Donna - not sure where you are but many subways meet the 2 and 3. What subways are near you? You would just take it uptown to 72nd Street. It's an express stop (#2 or 3) or a local (#1)


----------



## donnad (Aug 22, 2006)

Snowbody said:


> Donna - not sure where you are but many subways meet the 2 and 3. What subways are near you? You would just take it uptown to 72nd Street. It's an express stop (#2 or 3) or a local (#1)


The "N" train is right near me. Do you know where I can pick it up from the N train? 

Some New Yorker I am!


----------



## Snowbody (Jan 3, 2009)

donnad said:


> The "N" train is right near me. Do you know where I can pick it up from the N train?
> 
> Some New Yorker I am!


:HistericalSmiley::HistericalSmiley: My son has known the transit system since he was about 4. He was even on a local tv piece about his ability. LOL
Sent you an e-mail. You just take the N to 42nd Street and transfer to the #2, #3 or #1. It should take you about an hour from Brooklyn.:w00t:


----------



## Johita (Jul 10, 2009)

Donna, you can also transfer from the N to the 2 or 3 on Atlantic Avenue-Pacific stop.


----------



## mfa (Oct 5, 2009)

ohhhh, wish we could go!!
now Pearlan is mad at me for not flying up this weekend!:angry:


----------



## Snowbody (Jan 3, 2009)

Johita said:


> Donna, you can also transfer from the N to the 2 or 3 on Atlantic Avenue-Pacific stop.


Edith - I don't think that Donna should do that. I'm pretty sure that I heard that the 2 and 3 won't be running from 34th to Atlantic Avenue this weekend -- those stupid weekend disruptions.

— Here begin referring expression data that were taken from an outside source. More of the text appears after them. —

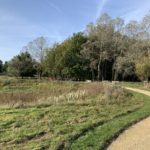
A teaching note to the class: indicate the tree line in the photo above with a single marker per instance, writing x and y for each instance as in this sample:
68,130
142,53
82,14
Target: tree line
109,49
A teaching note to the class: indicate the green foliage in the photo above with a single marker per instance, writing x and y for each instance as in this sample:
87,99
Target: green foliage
143,68
1,66
21,65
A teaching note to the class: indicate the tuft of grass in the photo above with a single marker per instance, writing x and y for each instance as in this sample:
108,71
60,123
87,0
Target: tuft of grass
86,115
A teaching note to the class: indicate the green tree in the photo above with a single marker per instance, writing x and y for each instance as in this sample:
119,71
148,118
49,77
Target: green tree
22,65
143,68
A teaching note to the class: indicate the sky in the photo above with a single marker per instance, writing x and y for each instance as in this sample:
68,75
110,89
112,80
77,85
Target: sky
22,21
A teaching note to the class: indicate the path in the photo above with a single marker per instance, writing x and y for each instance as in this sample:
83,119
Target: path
136,137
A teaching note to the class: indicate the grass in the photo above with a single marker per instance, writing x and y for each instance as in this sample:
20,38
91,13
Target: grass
138,85
86,116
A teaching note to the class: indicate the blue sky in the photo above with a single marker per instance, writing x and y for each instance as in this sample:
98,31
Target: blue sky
21,21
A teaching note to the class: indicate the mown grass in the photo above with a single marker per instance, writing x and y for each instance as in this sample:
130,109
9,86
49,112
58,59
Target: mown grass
87,121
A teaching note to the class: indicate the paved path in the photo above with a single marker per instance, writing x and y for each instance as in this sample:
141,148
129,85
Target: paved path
136,137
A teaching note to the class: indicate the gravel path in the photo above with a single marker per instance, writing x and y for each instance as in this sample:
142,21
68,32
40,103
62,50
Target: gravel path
136,137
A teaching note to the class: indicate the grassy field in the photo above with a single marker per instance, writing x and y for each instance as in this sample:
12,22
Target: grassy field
139,85
43,115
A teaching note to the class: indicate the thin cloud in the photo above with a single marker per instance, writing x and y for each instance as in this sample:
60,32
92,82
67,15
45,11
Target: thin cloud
101,6
54,6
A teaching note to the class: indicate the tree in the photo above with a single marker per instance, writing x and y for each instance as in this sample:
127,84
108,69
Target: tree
37,49
5,67
1,66
143,68
22,65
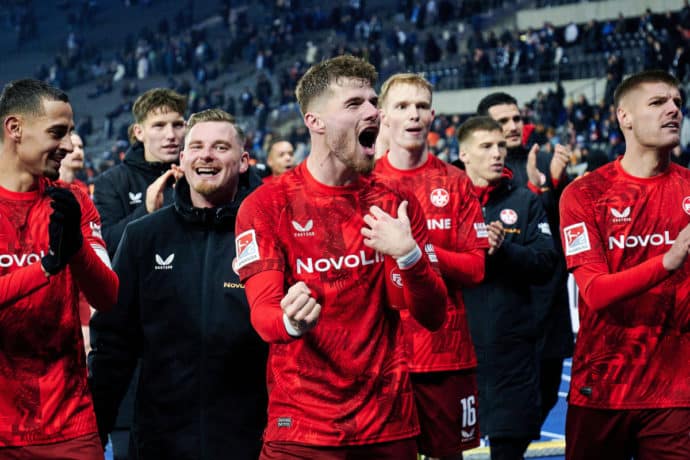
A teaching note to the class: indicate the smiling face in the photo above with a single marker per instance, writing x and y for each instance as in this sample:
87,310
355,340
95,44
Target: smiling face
407,114
212,160
162,133
508,116
650,116
348,119
44,140
484,153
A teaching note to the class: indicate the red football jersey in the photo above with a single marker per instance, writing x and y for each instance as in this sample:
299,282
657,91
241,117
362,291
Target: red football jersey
454,222
44,397
345,382
634,353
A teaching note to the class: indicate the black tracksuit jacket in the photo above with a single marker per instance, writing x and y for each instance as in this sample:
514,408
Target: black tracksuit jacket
503,318
181,310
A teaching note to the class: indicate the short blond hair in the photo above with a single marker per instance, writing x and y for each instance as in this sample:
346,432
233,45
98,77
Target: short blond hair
215,115
404,79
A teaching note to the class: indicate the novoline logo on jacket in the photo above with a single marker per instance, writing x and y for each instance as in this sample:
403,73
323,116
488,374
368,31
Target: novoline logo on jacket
164,264
135,198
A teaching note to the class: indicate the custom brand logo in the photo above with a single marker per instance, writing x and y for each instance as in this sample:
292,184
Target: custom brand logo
439,197
508,216
576,239
686,204
325,264
396,278
164,264
134,198
247,248
634,241
20,260
438,224
230,285
544,228
620,217
305,230
480,230
430,252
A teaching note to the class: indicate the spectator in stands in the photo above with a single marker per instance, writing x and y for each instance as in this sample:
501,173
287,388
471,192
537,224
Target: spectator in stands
140,186
193,340
500,310
545,176
281,157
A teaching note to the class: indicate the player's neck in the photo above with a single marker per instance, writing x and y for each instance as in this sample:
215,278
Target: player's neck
13,179
401,158
328,170
645,162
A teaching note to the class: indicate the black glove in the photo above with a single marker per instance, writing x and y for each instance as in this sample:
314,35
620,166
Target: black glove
64,229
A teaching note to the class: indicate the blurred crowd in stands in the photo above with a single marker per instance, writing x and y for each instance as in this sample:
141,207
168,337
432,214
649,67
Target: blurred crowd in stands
276,41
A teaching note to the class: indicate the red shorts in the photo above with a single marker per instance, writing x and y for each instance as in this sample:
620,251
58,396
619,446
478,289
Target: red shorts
87,447
447,408
647,434
404,449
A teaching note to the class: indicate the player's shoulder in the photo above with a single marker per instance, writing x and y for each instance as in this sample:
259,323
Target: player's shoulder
595,182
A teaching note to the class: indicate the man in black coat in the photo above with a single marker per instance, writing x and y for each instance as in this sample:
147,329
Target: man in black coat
182,311
501,310
544,175
140,186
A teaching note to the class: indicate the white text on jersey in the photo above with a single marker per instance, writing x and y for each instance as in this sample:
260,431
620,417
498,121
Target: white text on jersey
325,264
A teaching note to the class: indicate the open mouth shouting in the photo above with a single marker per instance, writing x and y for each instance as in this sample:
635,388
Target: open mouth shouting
367,139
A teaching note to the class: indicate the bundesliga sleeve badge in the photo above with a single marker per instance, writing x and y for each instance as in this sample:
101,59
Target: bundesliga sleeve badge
247,248
576,239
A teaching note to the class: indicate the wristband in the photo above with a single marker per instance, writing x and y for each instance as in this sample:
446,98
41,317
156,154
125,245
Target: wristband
406,261
288,327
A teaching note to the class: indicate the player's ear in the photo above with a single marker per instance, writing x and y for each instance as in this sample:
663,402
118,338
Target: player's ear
624,117
314,122
12,127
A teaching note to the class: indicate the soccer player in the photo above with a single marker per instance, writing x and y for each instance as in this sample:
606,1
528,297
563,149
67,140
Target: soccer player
543,174
501,309
315,248
138,186
143,182
281,157
442,363
626,239
50,250
182,311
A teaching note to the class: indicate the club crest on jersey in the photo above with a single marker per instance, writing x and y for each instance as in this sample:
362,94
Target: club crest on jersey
576,239
686,204
135,198
480,230
164,264
431,252
305,230
620,217
396,277
439,197
247,248
508,216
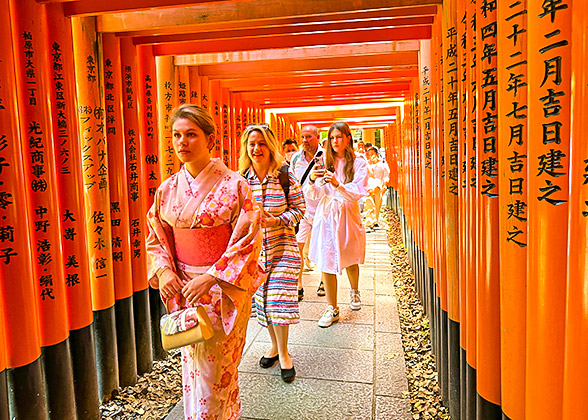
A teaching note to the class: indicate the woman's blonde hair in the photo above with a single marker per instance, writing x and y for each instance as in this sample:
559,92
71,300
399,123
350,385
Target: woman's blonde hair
349,170
198,116
276,157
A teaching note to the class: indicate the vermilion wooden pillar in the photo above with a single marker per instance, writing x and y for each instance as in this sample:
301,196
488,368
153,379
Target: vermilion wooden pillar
32,78
246,114
227,141
472,224
548,151
436,314
463,237
91,117
441,223
165,100
4,415
73,227
512,181
488,293
427,168
238,126
21,323
119,211
195,89
451,99
205,95
215,111
148,117
149,137
235,118
135,159
182,86
576,340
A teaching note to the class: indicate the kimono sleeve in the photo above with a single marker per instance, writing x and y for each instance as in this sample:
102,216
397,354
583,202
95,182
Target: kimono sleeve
239,263
356,189
159,244
386,177
296,205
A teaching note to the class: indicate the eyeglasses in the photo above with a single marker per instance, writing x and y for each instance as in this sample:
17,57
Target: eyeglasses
258,126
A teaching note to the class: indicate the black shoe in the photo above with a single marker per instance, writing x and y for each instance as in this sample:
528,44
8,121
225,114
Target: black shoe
268,362
288,375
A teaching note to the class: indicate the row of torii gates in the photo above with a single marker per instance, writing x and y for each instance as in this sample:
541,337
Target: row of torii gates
481,106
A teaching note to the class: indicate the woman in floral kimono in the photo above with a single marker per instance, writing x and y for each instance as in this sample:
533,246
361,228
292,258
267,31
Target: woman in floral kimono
279,194
203,247
337,241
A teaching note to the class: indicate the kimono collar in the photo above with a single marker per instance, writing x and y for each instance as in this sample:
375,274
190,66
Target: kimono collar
250,174
195,182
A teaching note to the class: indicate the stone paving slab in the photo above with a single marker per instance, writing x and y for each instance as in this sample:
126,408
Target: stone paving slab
265,398
387,319
346,365
390,408
390,370
339,335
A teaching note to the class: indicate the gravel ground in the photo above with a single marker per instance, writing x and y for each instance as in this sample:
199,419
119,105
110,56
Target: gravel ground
157,392
423,385
152,397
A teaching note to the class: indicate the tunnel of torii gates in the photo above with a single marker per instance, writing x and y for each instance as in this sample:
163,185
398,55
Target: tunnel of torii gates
489,171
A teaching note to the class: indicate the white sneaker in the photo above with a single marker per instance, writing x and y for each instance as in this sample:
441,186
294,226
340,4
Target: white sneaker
329,317
355,300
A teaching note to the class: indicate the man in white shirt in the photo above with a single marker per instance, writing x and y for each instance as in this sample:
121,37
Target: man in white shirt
379,174
301,165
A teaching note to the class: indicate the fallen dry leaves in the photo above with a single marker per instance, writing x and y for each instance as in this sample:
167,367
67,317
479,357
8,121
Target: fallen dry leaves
423,385
152,397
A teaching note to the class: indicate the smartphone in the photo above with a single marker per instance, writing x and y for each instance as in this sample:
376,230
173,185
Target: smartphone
319,161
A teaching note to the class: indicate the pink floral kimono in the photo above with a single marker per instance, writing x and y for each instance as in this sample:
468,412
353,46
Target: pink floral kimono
210,224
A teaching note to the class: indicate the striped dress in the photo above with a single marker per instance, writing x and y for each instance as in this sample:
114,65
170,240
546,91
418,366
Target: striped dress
276,300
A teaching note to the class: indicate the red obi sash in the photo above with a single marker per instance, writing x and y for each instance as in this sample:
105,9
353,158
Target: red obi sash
202,246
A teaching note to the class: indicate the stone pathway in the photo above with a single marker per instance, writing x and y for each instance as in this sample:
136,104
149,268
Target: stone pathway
352,370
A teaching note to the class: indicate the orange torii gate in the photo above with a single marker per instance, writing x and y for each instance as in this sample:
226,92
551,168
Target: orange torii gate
79,247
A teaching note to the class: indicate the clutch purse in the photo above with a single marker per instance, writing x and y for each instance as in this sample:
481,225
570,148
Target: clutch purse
185,327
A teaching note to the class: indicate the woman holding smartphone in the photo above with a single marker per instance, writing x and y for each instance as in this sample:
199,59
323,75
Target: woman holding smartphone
338,236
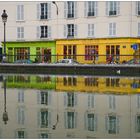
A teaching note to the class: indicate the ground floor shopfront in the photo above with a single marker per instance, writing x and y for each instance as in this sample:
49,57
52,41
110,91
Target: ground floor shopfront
97,50
35,51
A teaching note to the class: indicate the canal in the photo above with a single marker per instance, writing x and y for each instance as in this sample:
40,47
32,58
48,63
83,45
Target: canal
67,106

So she'd be better of taking the N to 42nd Street and avoiding it.


----------



## Zoe's Mom88 (Apr 25, 2011)

Sue.....was hoping to make it Sunday but it doesn't look good. Really wanted to meet you, Tyler and everyone with their furbabies. :angry:

The weather is suppose to be real nice Sunday. Enjoy!!

I'm looking forward to the next one. :aktion033:


----------



## Snowbody (Jan 3, 2009)

Zoe's Mom88 said:


> Sue.....was hoping to make it Sunday but it doesn't look good. Really wanted to meet you, Tyler and everyone with their furbabies. :angry:
> 
> The weather is suppose to be real nice Sunday. Enjoy!!
> 
> I'm looking forward to the next one. :aktion033:


Barbara - we'll miss you but certainly another time.


----------



## Zoe's Mom88 (Apr 25, 2011)

Snowbody said:


> Barbara - we'll miss you but certainly another time.


We'll miss you too! Yes, another time.


----------



## Snowbody (Jan 3, 2009)

BUMP -
Can anyone else make it? I'm figuring 1:30 on Sunday. If you can PM me your e-mail addresses (if I don't have them already) I can send everyone particulars on the subway and location of the restaurant. Can't wait! And bring your cameras to shoot the fluff flying


----------



## SammieMom (Nov 13, 2010)

Well I am sure going to be thinking of all of you on "Sunday in New York". But I am sure there will be some great photos after. 

Have fun with all those babies in the park!:dothewave:


----------